Ce commandement est particulièrement mis à toutes les sauces pour justifier nombre d'interdits sexuels contemporains. Il est donc raisonnable d'examiner sur quoi porte exactement l'interdit qu'il formule.


Le commandement sur l'adultère fait partie d’un ensemble de dix dont les quatre premiers se rapportent essentiellement à Dieu, défini comme unique, et qu’il faut traiter autrement que les peuples environnant Israël traitent leurs idoles. Puis viennent les six commandements « sociaux » : honorer ses parents, ne pas tuer, ne pas commettre l’adultère, ne pas réduire en esclavage, ne pas témoigner faussement, ne pas convoiter le bien d’autrui. Ce sont à l’évidence des règles de vie gérant les relations entre les membres d’un même groupe social.


Que signifie dans ces conditions « tu ne commettras pas l’adultère » ? La société patriarcale, où la polygamie est acceptée (encore à l’époque de Jésus), où le chef de famille peut avoir en plus de ses épouses des concubines, où des relations sexuelles avec les servantes sont habituelles (et les enfants issus de ces liaisons sont légitimes, cf. Abraham), où les relations avec les prostituées ne sont pas disqualifiantes (Booz, Juda…) et où la répudiation de la femme était prévue par la loi, peut-on affirmer qu’il y a là l’obligation de former un couple unique, d’être fidèle à l’amour ou à l’autre, de respecter un engagement que l’on aurait pris envers son conjoint ? Tout indique qu'il n’en est pas question.

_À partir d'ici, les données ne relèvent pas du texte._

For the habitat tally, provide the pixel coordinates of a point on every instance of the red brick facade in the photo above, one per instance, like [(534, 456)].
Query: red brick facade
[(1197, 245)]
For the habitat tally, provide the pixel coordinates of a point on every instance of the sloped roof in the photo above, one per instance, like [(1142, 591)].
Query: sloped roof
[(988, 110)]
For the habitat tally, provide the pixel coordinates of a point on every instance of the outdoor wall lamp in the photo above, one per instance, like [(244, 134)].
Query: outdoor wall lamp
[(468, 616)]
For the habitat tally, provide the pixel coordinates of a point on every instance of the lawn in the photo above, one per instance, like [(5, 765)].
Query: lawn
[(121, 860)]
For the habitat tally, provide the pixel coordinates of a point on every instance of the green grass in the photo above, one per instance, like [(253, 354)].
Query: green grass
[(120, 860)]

Le contexte oriente plutôt vers l’interdiction d’une action qui peut nuire à autrui, aux autres : « tu ne commettras pas l’adultère » signifie non pas « tu ne tromperas pas ton conjoint », mais « tu ne t’uniras pas au conjoint d’autrui », tu n’useras pas de la femme qui appartient à un autre homme du clan, tu ne causeras pas de tort aux autres hommes de ton clan, du groupe, en utilisant un de leurs biens. D’ailleurs, au chapitre 18, le Lévitique précise : « tu n’auras pas de relations sexuelles avec la femme de ton compatriote, ce qui te rendrait impur ».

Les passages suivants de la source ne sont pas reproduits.